L'artiste Paula Modersohn Becker commence doucement à émerger de l'ombre. Si elle est connue en Allemagne, son pays d'origine, le reste du monde l'a quelque peu boudée. Avec une première rétrospective en France l'année dernière au Musée d'art Moderne de la ville de Paris, c'est à l'écran que la première peintre féministe des avant-gardes vient apposer son coup de pinceau. Un biopic réussi sur une femme dont on ne se lassera jamais d'entendre parler.
Clara Juri, copyright Pandora Film
Mordre la vie à pleine couleurs
Paula Modersohn Becker était peintre. Elle en était persuadée. Peu importe qu'elle soit née au siècle où les femmes n'avaient pour seul droit que celui de l'ordre ménager. Cette insolence toute crue, l'actrice Clara Juri la retranscrit presque trop parfaitement. Désinvolte mais toujours désinhibée, on retrouve dans sa performance le jeu d'une adorable ingénue parfois agaçante mais toujours habitée par le besoin de création. Cette patte envolée et toute pudique à la fois est peut-être dûe à la réalisation allemande, un mélange que l'on retrouve dans Toni Erdmann. Le feu qui habite Paula est cependant légèrement passée sous couvert d'un amour maternel déçu et d'une passion amoureuse possessive. Pourtant, sa vie n'est habitée que par la peinture, ce qui lui vaudra la réputation d'être d'un égoïsme et d'une froideur sans limite. Elle fait des caprices à son père, lui affirmant qu'elle ne veut qu'être peintre, elle répond à ses professeurs, elle délaisse son mari pour aller prendre des cours à Paris... Dérogeant toujours à la bienséance pour suivre son cœur créateur, sa vie est rythmée par les couleurs et la matière.
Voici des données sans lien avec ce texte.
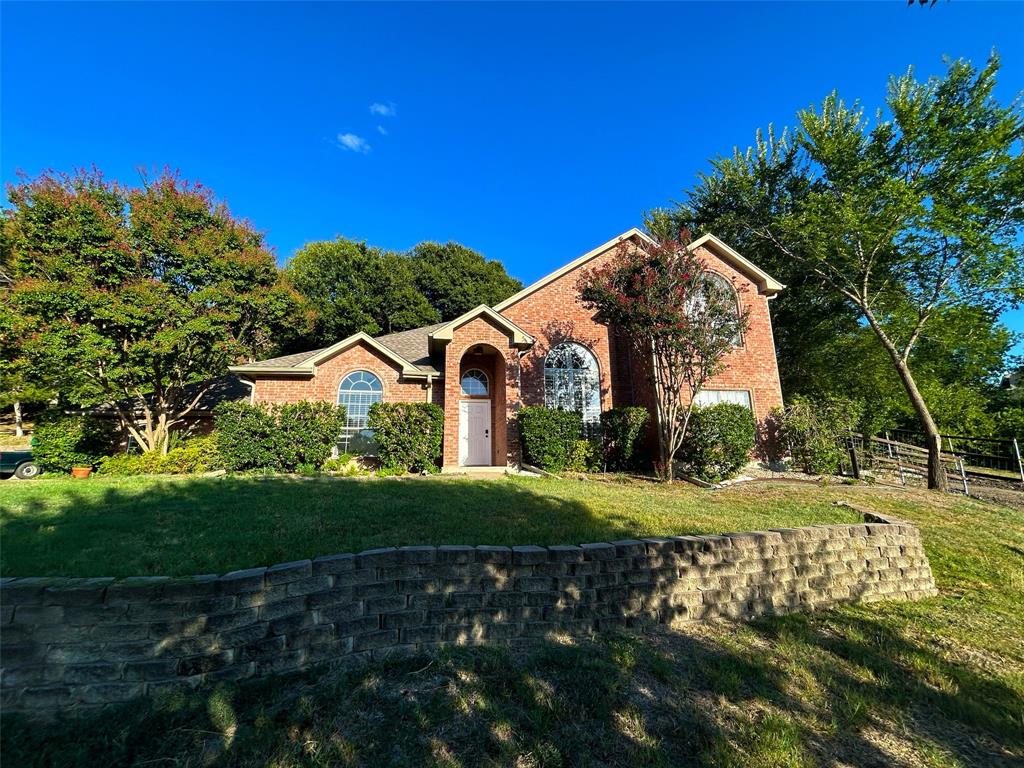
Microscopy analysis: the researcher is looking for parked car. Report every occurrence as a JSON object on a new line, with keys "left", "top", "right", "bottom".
{"left": 0, "top": 450, "right": 40, "bottom": 479}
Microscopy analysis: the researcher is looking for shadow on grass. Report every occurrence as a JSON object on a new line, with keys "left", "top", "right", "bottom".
{"left": 3, "top": 610, "right": 1021, "bottom": 768}
{"left": 0, "top": 476, "right": 661, "bottom": 578}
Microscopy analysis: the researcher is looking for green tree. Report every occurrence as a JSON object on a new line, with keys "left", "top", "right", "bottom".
{"left": 3, "top": 168, "right": 301, "bottom": 453}
{"left": 677, "top": 55, "right": 1024, "bottom": 489}
{"left": 409, "top": 241, "right": 522, "bottom": 320}
{"left": 579, "top": 235, "right": 750, "bottom": 482}
{"left": 287, "top": 237, "right": 439, "bottom": 345}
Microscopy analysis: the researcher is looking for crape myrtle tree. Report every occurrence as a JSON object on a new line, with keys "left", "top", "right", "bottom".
{"left": 678, "top": 55, "right": 1024, "bottom": 490}
{"left": 579, "top": 234, "right": 750, "bottom": 482}
{"left": 3, "top": 168, "right": 303, "bottom": 454}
Carla Juri Copyright Pandora Film
Le féminisme ? Non, juste la hargne d'exister
Paula Modersohn Becker est une femme artiste. Elle l'avait décidé mais l'affaire n'est pas aisée dans un siècle absolument machiste. Les femmes n'avaient pas le droit d'assister au cours académiques car les études étaient faites sur des corps nus -et l'on sait bien que la nudité pervertit les femmes ! Pourtant Paula, malgré des ambitions que sa condition ne permettait pas, n'a jamais abandonné. Son père a accepté qu'elle suive des cours en Allemagne -elle faisait partie de la petite bourgeoisie allemande-, elle a épousé Otto Modersohn -un célèbre peintre allemand qui l'a admiré toute sa vie mais qui ne se gardait pas de commentaires incisifs sur son art- et a pu vivre pour et par ce qui l'animait.
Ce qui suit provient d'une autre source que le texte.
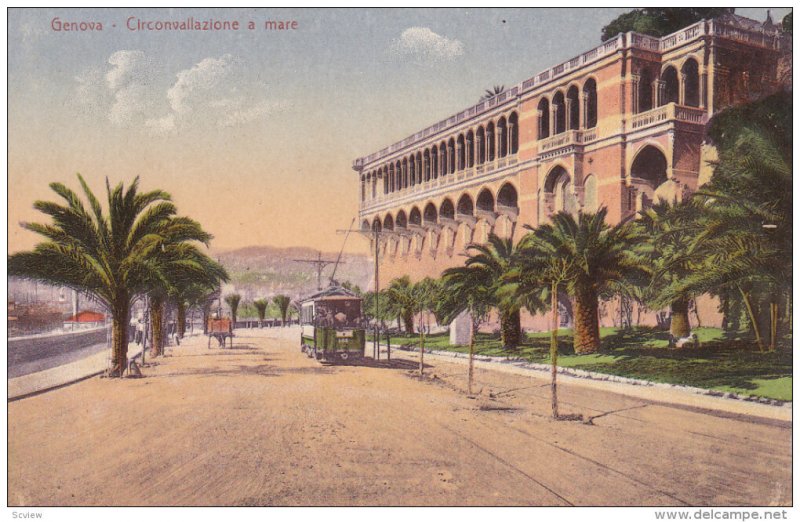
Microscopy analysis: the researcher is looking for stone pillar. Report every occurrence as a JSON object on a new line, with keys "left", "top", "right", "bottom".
{"left": 507, "top": 123, "right": 515, "bottom": 154}
{"left": 565, "top": 98, "right": 573, "bottom": 131}
{"left": 655, "top": 79, "right": 665, "bottom": 107}
{"left": 699, "top": 70, "right": 708, "bottom": 109}
{"left": 449, "top": 309, "right": 472, "bottom": 346}
{"left": 679, "top": 73, "right": 686, "bottom": 106}
{"left": 630, "top": 74, "right": 640, "bottom": 114}
{"left": 581, "top": 92, "right": 589, "bottom": 128}
{"left": 551, "top": 106, "right": 558, "bottom": 136}
{"left": 496, "top": 126, "right": 504, "bottom": 158}
{"left": 456, "top": 141, "right": 463, "bottom": 170}
{"left": 666, "top": 130, "right": 675, "bottom": 180}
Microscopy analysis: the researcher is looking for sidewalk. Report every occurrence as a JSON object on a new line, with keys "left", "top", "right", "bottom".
{"left": 8, "top": 343, "right": 142, "bottom": 401}
{"left": 383, "top": 343, "right": 792, "bottom": 423}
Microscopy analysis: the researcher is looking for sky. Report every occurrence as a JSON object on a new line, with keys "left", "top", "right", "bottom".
{"left": 7, "top": 7, "right": 790, "bottom": 254}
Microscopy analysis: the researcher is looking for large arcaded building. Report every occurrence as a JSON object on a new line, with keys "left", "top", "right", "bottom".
{"left": 353, "top": 14, "right": 790, "bottom": 313}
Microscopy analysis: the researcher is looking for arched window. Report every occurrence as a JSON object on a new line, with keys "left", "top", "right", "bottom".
{"left": 630, "top": 145, "right": 669, "bottom": 210}
{"left": 553, "top": 91, "right": 566, "bottom": 135}
{"left": 409, "top": 207, "right": 422, "bottom": 227}
{"left": 424, "top": 203, "right": 438, "bottom": 225}
{"left": 661, "top": 66, "right": 679, "bottom": 105}
{"left": 388, "top": 164, "right": 394, "bottom": 192}
{"left": 372, "top": 218, "right": 382, "bottom": 233}
{"left": 371, "top": 171, "right": 377, "bottom": 199}
{"left": 360, "top": 174, "right": 365, "bottom": 201}
{"left": 583, "top": 174, "right": 598, "bottom": 212}
{"left": 567, "top": 86, "right": 580, "bottom": 130}
{"left": 639, "top": 69, "right": 653, "bottom": 113}
{"left": 508, "top": 112, "right": 519, "bottom": 154}
{"left": 631, "top": 146, "right": 668, "bottom": 188}
{"left": 448, "top": 138, "right": 456, "bottom": 174}
{"left": 476, "top": 126, "right": 486, "bottom": 164}
{"left": 496, "top": 117, "right": 507, "bottom": 158}
{"left": 383, "top": 214, "right": 394, "bottom": 231}
{"left": 361, "top": 219, "right": 370, "bottom": 231}
{"left": 457, "top": 134, "right": 466, "bottom": 170}
{"left": 423, "top": 149, "right": 431, "bottom": 181}
{"left": 395, "top": 161, "right": 402, "bottom": 191}
{"left": 402, "top": 158, "right": 408, "bottom": 189}
{"left": 457, "top": 194, "right": 474, "bottom": 217}
{"left": 396, "top": 210, "right": 407, "bottom": 229}
{"left": 682, "top": 58, "right": 700, "bottom": 107}
{"left": 537, "top": 98, "right": 550, "bottom": 139}
{"left": 497, "top": 183, "right": 518, "bottom": 209}
{"left": 431, "top": 147, "right": 438, "bottom": 179}
{"left": 416, "top": 152, "right": 423, "bottom": 184}
{"left": 409, "top": 155, "right": 416, "bottom": 186}
{"left": 383, "top": 166, "right": 388, "bottom": 194}
{"left": 486, "top": 122, "right": 495, "bottom": 161}
{"left": 466, "top": 130, "right": 475, "bottom": 167}
{"left": 439, "top": 142, "right": 447, "bottom": 176}
{"left": 440, "top": 199, "right": 455, "bottom": 220}
{"left": 583, "top": 79, "right": 598, "bottom": 129}
{"left": 544, "top": 166, "right": 576, "bottom": 213}
{"left": 476, "top": 188, "right": 494, "bottom": 213}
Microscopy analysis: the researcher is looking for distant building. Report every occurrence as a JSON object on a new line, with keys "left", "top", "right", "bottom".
{"left": 64, "top": 311, "right": 106, "bottom": 329}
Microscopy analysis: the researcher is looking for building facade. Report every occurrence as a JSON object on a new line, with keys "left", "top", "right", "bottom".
{"left": 353, "top": 14, "right": 790, "bottom": 323}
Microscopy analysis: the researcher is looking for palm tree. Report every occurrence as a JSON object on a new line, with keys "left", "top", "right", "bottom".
{"left": 481, "top": 85, "right": 505, "bottom": 100}
{"left": 634, "top": 199, "right": 703, "bottom": 340}
{"left": 253, "top": 299, "right": 268, "bottom": 327}
{"left": 439, "top": 269, "right": 493, "bottom": 395}
{"left": 8, "top": 174, "right": 188, "bottom": 376}
{"left": 384, "top": 276, "right": 419, "bottom": 334}
{"left": 504, "top": 233, "right": 571, "bottom": 418}
{"left": 457, "top": 234, "right": 524, "bottom": 350}
{"left": 147, "top": 240, "right": 227, "bottom": 357}
{"left": 272, "top": 294, "right": 291, "bottom": 326}
{"left": 225, "top": 293, "right": 241, "bottom": 325}
{"left": 684, "top": 94, "right": 792, "bottom": 351}
{"left": 524, "top": 209, "right": 645, "bottom": 354}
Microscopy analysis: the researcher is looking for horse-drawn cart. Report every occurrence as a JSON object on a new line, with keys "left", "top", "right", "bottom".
{"left": 207, "top": 318, "right": 234, "bottom": 349}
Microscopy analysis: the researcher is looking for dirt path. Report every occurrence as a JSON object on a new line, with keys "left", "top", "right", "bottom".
{"left": 8, "top": 328, "right": 791, "bottom": 506}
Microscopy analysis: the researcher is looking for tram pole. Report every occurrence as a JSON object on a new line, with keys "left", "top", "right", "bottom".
{"left": 374, "top": 225, "right": 379, "bottom": 360}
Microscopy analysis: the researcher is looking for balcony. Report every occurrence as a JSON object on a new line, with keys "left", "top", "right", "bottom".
{"left": 630, "top": 103, "right": 707, "bottom": 132}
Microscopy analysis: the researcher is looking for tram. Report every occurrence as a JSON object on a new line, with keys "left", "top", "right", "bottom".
{"left": 299, "top": 286, "right": 366, "bottom": 364}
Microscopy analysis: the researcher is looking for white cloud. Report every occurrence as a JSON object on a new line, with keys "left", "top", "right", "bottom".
{"left": 74, "top": 51, "right": 286, "bottom": 136}
{"left": 167, "top": 54, "right": 236, "bottom": 113}
{"left": 390, "top": 27, "right": 464, "bottom": 63}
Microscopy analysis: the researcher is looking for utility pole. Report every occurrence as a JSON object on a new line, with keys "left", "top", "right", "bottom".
{"left": 337, "top": 223, "right": 386, "bottom": 360}
{"left": 293, "top": 252, "right": 338, "bottom": 291}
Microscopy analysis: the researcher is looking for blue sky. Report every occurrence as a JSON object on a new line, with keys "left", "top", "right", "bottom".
{"left": 8, "top": 7, "right": 790, "bottom": 253}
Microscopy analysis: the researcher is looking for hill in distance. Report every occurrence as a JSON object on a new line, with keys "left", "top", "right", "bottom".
{"left": 211, "top": 245, "right": 373, "bottom": 303}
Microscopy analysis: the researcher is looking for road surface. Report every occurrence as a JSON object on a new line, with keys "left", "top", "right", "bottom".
{"left": 8, "top": 327, "right": 791, "bottom": 506}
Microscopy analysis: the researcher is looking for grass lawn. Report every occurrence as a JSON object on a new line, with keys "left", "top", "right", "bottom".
{"left": 373, "top": 327, "right": 792, "bottom": 401}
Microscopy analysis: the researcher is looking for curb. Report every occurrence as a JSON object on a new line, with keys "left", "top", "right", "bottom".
{"left": 386, "top": 343, "right": 792, "bottom": 409}
{"left": 8, "top": 346, "right": 143, "bottom": 402}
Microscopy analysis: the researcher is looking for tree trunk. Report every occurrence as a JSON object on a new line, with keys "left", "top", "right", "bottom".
{"left": 110, "top": 303, "right": 129, "bottom": 377}
{"left": 150, "top": 298, "right": 165, "bottom": 357}
{"left": 403, "top": 311, "right": 414, "bottom": 335}
{"left": 500, "top": 308, "right": 521, "bottom": 350}
{"left": 670, "top": 299, "right": 691, "bottom": 339}
{"left": 177, "top": 302, "right": 186, "bottom": 339}
{"left": 769, "top": 301, "right": 779, "bottom": 352}
{"left": 738, "top": 285, "right": 765, "bottom": 352}
{"left": 468, "top": 313, "right": 476, "bottom": 395}
{"left": 550, "top": 281, "right": 559, "bottom": 419}
{"left": 418, "top": 310, "right": 425, "bottom": 377}
{"left": 202, "top": 303, "right": 210, "bottom": 335}
{"left": 573, "top": 288, "right": 600, "bottom": 354}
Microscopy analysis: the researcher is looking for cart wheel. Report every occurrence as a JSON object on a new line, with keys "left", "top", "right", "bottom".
{"left": 340, "top": 352, "right": 349, "bottom": 361}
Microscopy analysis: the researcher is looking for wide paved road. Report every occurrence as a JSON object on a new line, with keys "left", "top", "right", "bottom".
{"left": 8, "top": 328, "right": 791, "bottom": 506}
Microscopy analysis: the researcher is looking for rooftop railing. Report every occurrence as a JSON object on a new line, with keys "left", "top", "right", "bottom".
{"left": 353, "top": 16, "right": 785, "bottom": 171}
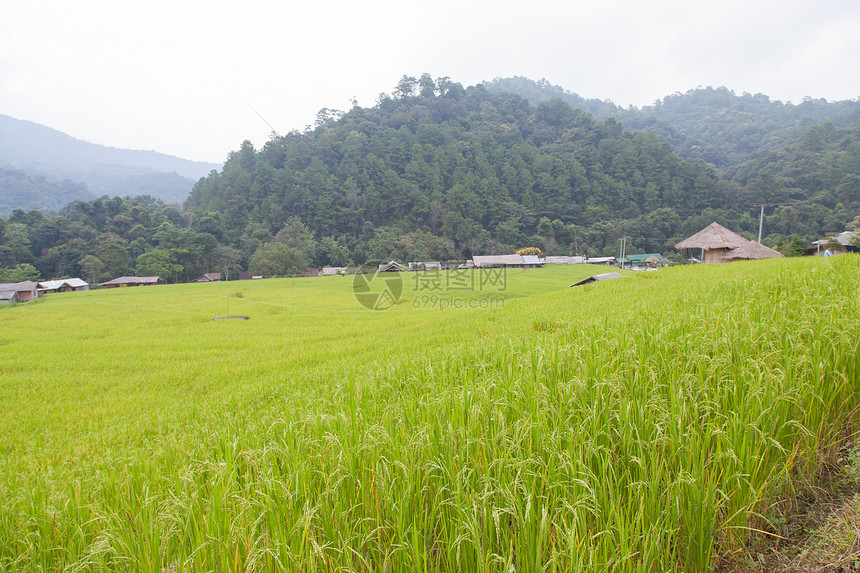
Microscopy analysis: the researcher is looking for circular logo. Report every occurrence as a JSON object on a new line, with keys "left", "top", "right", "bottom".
{"left": 352, "top": 271, "right": 403, "bottom": 311}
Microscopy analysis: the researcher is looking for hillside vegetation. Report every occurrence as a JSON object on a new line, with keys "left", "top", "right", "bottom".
{"left": 0, "top": 257, "right": 857, "bottom": 571}
{"left": 485, "top": 77, "right": 860, "bottom": 168}
{"left": 2, "top": 76, "right": 858, "bottom": 285}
Les choix scénaristiques insistent sur cette liberté que l'artiste a su aller chercher. Plus encore, ils nous font parvenir une femme loin de tous les stéréotypes. Pas de larmes à outrance, pas de féminité feinte et une justesse de représentation sans fausses notes. Par exemple, et il est utile de le préciser tant cela tient de l'exception, la scène d'amour est d'une justesse marquante. Pas de bouche entre-ouverte schématique pour exprimer la jouissance et pas de corps parfait. Tout semble pur, vrai, franc et à l'ère de l'Hollywoodisation clichée, cela fait un bien fou. La réalisation à l'élégance de ne pas réduire son personnage à un cliché de douloureuse oppression.
Photo Carla Juri, Stanley Weber Copyright Pandora Film
Il manque un peu d'art dans ce film, un arrêt plus franc sur les œuvres aurait été judicieux pour raconter la vie de celle qui n'existait qu'à travers ses propres coups de pinceaux. Pour autant, ce biopic est d'une force juste. Il réussit a parler des problèmes d'un siècle sans tomber dans la monstration pathétique et c'est vraiment une réussite.